The Method Behind Google’s Madness
Google’s spree of updates started when it said good-bye to the right column ads on its SERPs in February, and utilized the freed space to accommodate longer titles and meta descriptions. SEW reported in May that the page titles on Google’s mobile SERPs had from 55 to 78 characters. In August, the “mobile-friendly” label was removed from the SERPs, and Google started penalizing pages featuring intrusive interstitials. And then, there was the AMP update in September, when Google announced it would be displaying the icon with AMP-coded pages on its mobile SERPs. AMP stands for accelerated mobile pages, a Google-backed technology that makes mobile pages load in a median time of 0.7 seconds.
And now, a dedicated mobile-only index is going to be the primary search index. It should not be a surprise if you’ve been aware of Google’s mobile-first strategy that it has aggressively pursued for at least the last couple of years. Most of the online traffic and all of the digital growth now comes from mobile. Desktops are fast becoming a secondary access point for an increasing number of users. Mobile has also caused voice searches to skyrocket, with the voice-based queries multiplying 35 times since 2008. These “natural language queries” are more diversified and longer than conventional search terms, necessitating longer page titles. So, there IS a method behind Google’s madness about mobile.
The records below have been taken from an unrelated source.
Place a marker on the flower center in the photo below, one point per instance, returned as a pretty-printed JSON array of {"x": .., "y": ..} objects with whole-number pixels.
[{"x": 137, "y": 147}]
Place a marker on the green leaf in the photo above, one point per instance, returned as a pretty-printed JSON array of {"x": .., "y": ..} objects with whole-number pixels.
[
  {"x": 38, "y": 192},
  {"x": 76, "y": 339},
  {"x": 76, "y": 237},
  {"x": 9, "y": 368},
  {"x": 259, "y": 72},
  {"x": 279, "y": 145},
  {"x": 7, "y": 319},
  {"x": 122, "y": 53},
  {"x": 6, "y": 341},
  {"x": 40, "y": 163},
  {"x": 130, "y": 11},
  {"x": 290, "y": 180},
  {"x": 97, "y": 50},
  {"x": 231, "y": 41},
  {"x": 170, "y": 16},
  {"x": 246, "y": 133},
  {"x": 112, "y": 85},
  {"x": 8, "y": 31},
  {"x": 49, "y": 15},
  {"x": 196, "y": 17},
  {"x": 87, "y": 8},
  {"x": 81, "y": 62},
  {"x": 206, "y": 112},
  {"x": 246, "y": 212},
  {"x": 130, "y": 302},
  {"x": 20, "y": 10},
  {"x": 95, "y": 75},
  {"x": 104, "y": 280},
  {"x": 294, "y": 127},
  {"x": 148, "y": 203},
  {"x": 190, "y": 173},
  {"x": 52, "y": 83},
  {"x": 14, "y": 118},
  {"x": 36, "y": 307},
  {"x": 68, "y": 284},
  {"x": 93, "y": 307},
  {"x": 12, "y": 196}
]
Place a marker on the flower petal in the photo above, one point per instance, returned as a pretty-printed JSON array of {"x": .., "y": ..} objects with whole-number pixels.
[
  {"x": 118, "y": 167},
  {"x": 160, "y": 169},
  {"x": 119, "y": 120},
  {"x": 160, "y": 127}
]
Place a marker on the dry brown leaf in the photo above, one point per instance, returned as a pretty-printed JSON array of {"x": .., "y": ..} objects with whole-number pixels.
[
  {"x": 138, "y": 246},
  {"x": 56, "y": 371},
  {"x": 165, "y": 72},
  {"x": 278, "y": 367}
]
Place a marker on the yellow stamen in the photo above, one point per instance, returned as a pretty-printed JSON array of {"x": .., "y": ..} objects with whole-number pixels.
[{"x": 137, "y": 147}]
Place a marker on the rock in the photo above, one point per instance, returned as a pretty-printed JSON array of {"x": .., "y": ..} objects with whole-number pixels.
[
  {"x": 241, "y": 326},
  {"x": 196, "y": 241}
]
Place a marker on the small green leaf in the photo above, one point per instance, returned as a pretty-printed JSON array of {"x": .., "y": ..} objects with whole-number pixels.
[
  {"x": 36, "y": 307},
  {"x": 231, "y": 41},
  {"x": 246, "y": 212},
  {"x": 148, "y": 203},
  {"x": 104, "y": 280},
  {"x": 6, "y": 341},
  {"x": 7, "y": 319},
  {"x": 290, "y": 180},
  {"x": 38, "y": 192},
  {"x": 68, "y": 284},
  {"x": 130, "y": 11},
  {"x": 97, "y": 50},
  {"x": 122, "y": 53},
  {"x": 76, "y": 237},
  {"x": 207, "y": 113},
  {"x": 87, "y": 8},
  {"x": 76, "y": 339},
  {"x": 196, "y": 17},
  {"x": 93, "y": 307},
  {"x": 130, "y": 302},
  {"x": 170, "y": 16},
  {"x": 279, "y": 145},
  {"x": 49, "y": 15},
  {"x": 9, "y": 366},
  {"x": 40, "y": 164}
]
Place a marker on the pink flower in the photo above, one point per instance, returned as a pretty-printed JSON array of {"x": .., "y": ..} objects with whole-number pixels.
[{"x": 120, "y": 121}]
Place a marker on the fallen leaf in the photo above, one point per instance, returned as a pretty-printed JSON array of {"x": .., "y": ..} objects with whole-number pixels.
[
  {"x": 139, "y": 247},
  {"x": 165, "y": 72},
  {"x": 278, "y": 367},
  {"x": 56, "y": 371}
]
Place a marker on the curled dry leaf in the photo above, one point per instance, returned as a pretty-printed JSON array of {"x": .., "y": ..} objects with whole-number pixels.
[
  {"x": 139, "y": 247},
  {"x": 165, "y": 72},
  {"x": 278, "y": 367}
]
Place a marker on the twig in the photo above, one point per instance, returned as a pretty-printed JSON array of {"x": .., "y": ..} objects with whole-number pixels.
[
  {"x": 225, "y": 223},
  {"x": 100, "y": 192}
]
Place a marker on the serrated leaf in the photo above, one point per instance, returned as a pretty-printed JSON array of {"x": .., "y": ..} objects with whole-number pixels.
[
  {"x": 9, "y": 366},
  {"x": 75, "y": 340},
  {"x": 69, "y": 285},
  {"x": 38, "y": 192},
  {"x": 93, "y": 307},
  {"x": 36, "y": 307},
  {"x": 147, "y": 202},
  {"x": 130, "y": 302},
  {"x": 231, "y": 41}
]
But why a mobile-only index? Google realizes that users behave differently on mobile than on desktop. They want the content to be served more quickly. They want to see directions or distance information for local search results. And yes, they want to see accurate results when they’re talking to Siri or voice-searching on Google. It is problem for Google to accommodate different user needs and search preferences with a single search index. A mobile-only index solves the problem.
How Mobile SEO Will Change in 2017
The mobile only index has thrown new challenges and opportunities at businesses and marketers. Many websites may see their mobile rankings nose-diving and traffic declining. Others may be able to work their way up to the top of mobile SERPs. In other words, you’ve got work to do.
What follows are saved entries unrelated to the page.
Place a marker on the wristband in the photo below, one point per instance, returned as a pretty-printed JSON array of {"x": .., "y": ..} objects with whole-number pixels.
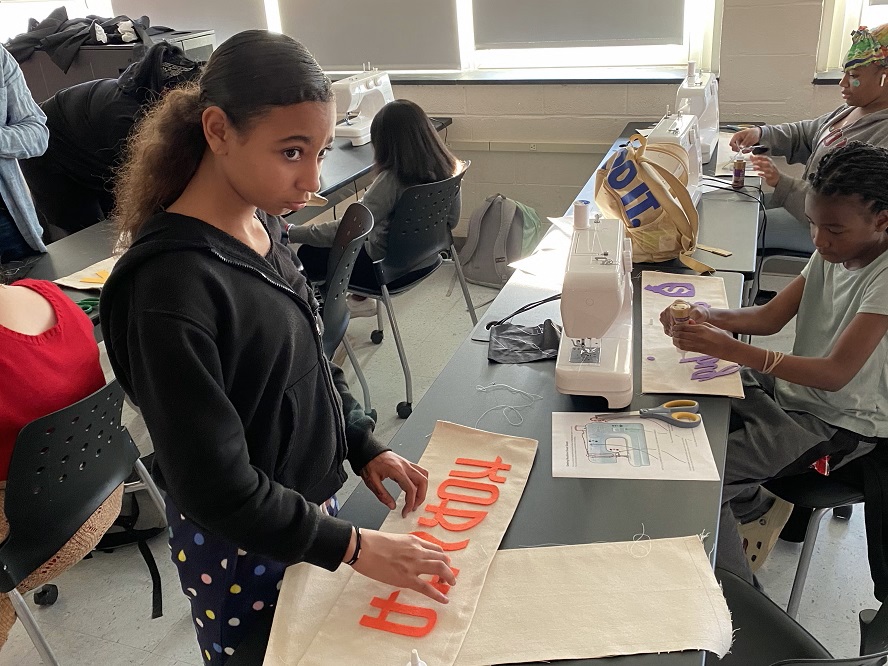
[{"x": 357, "y": 552}]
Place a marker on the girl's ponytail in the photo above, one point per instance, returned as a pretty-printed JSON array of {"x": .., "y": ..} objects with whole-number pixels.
[
  {"x": 163, "y": 153},
  {"x": 247, "y": 75}
]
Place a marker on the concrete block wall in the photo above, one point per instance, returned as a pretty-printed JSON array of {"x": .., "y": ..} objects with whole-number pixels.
[{"x": 767, "y": 63}]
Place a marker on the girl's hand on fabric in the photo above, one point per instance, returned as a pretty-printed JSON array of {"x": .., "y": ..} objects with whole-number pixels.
[
  {"x": 744, "y": 138},
  {"x": 699, "y": 314},
  {"x": 702, "y": 337},
  {"x": 766, "y": 169},
  {"x": 400, "y": 559},
  {"x": 413, "y": 479}
]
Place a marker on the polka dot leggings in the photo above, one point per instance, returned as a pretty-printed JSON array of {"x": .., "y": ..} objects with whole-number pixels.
[{"x": 225, "y": 585}]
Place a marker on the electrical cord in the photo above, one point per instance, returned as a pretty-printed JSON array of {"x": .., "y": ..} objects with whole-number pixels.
[
  {"x": 760, "y": 199},
  {"x": 522, "y": 309}
]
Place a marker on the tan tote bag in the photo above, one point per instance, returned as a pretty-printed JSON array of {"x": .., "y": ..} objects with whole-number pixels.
[{"x": 652, "y": 202}]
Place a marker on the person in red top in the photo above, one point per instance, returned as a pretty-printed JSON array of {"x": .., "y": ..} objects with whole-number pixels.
[{"x": 49, "y": 360}]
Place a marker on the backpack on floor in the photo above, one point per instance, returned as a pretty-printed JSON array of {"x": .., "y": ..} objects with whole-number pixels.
[{"x": 501, "y": 231}]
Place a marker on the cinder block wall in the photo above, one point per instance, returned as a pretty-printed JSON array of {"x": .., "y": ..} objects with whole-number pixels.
[{"x": 767, "y": 63}]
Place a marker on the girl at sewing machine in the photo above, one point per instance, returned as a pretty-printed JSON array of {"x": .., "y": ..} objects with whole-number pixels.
[
  {"x": 827, "y": 402},
  {"x": 407, "y": 151},
  {"x": 213, "y": 333}
]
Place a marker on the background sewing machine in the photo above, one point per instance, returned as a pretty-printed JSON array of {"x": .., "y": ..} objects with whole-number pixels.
[
  {"x": 358, "y": 99},
  {"x": 693, "y": 126},
  {"x": 698, "y": 96},
  {"x": 595, "y": 354}
]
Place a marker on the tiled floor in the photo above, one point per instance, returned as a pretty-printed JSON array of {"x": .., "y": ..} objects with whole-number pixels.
[{"x": 103, "y": 612}]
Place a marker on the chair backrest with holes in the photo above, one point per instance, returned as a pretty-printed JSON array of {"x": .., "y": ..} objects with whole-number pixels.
[
  {"x": 418, "y": 232},
  {"x": 64, "y": 465},
  {"x": 350, "y": 234}
]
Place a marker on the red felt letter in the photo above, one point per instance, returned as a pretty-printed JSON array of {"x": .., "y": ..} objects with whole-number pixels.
[
  {"x": 391, "y": 605},
  {"x": 490, "y": 469},
  {"x": 445, "y": 545},
  {"x": 439, "y": 584},
  {"x": 441, "y": 510},
  {"x": 492, "y": 491}
]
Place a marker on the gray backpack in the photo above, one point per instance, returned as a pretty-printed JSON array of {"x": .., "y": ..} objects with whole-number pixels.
[{"x": 501, "y": 231}]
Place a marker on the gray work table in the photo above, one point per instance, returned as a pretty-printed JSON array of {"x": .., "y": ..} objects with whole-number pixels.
[
  {"x": 346, "y": 165},
  {"x": 563, "y": 511},
  {"x": 728, "y": 220}
]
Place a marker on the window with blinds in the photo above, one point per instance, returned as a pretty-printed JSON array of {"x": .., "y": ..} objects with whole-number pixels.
[
  {"x": 389, "y": 34},
  {"x": 506, "y": 24}
]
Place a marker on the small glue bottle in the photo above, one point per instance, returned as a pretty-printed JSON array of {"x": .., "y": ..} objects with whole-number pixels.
[
  {"x": 739, "y": 179},
  {"x": 681, "y": 314},
  {"x": 415, "y": 660}
]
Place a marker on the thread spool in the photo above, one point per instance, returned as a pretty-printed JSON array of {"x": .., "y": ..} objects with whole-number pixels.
[
  {"x": 581, "y": 214},
  {"x": 739, "y": 174},
  {"x": 681, "y": 314}
]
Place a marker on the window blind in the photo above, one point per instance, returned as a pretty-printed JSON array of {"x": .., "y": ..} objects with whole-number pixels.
[
  {"x": 511, "y": 24},
  {"x": 226, "y": 17},
  {"x": 390, "y": 34}
]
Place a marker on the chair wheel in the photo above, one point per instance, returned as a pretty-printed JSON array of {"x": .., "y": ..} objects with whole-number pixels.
[{"x": 46, "y": 595}]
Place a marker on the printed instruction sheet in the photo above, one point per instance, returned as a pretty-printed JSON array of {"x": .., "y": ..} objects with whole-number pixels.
[{"x": 612, "y": 445}]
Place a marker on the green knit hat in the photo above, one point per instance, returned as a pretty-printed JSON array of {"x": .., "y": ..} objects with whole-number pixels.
[{"x": 868, "y": 47}]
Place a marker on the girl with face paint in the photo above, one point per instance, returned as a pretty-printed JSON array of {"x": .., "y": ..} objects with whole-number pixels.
[{"x": 862, "y": 116}]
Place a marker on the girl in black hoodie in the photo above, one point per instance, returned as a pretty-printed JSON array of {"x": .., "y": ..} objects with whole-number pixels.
[{"x": 213, "y": 334}]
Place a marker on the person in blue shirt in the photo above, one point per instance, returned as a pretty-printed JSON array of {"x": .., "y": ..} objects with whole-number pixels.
[{"x": 23, "y": 134}]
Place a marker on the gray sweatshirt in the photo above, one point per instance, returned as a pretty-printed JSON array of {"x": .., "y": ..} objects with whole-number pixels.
[
  {"x": 808, "y": 141},
  {"x": 380, "y": 198}
]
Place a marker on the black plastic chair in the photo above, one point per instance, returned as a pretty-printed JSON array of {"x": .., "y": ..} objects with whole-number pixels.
[
  {"x": 766, "y": 636},
  {"x": 418, "y": 239},
  {"x": 820, "y": 494},
  {"x": 353, "y": 228},
  {"x": 63, "y": 467}
]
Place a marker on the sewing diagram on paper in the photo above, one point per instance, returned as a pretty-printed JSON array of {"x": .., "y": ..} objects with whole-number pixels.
[{"x": 615, "y": 446}]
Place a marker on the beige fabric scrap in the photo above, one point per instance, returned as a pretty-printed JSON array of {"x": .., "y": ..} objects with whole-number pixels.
[
  {"x": 598, "y": 600},
  {"x": 94, "y": 275},
  {"x": 665, "y": 374},
  {"x": 340, "y": 638},
  {"x": 576, "y": 602}
]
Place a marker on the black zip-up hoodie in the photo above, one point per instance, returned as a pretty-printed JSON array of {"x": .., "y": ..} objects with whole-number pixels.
[{"x": 220, "y": 349}]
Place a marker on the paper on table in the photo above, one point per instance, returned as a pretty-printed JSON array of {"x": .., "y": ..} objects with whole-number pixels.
[
  {"x": 610, "y": 446},
  {"x": 92, "y": 277},
  {"x": 650, "y": 596},
  {"x": 549, "y": 260},
  {"x": 662, "y": 366},
  {"x": 342, "y": 634},
  {"x": 598, "y": 600}
]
The dilemma that many businesses will face is whether they should optimize for desktop or mobile. Should you have 68-70-char page titles that display on both desktops and mobile, or should you embrace the 78-char mobile SERP page titles? The longer titles (and meta descriptions) can accommodate long-tail and natural language queries as well as for your brand name, thereby improving your SEO rank. Moreover, conversion-focused websites may need to rid their mobile pages of full-page pop-up lead boxes in order to retain their mobile rankings.
If you are a small business, you might need to choose between mobile and desktop optimization based on how much of your traffic comes from these sources. However, competition may force big and small businesses alike to build dedicated mobile versions (m.example.com) of their websites to retain their mobile traffic and rankings.
The AMP update also underlines the need to have a dedicated mobile website. AMP is an open source technology that developers and SEOs can deploy to dramatically increase their page speeds, and consequently, their mobile ranking and CTR. We can expect to see a revival of mobile-only websites in 2017.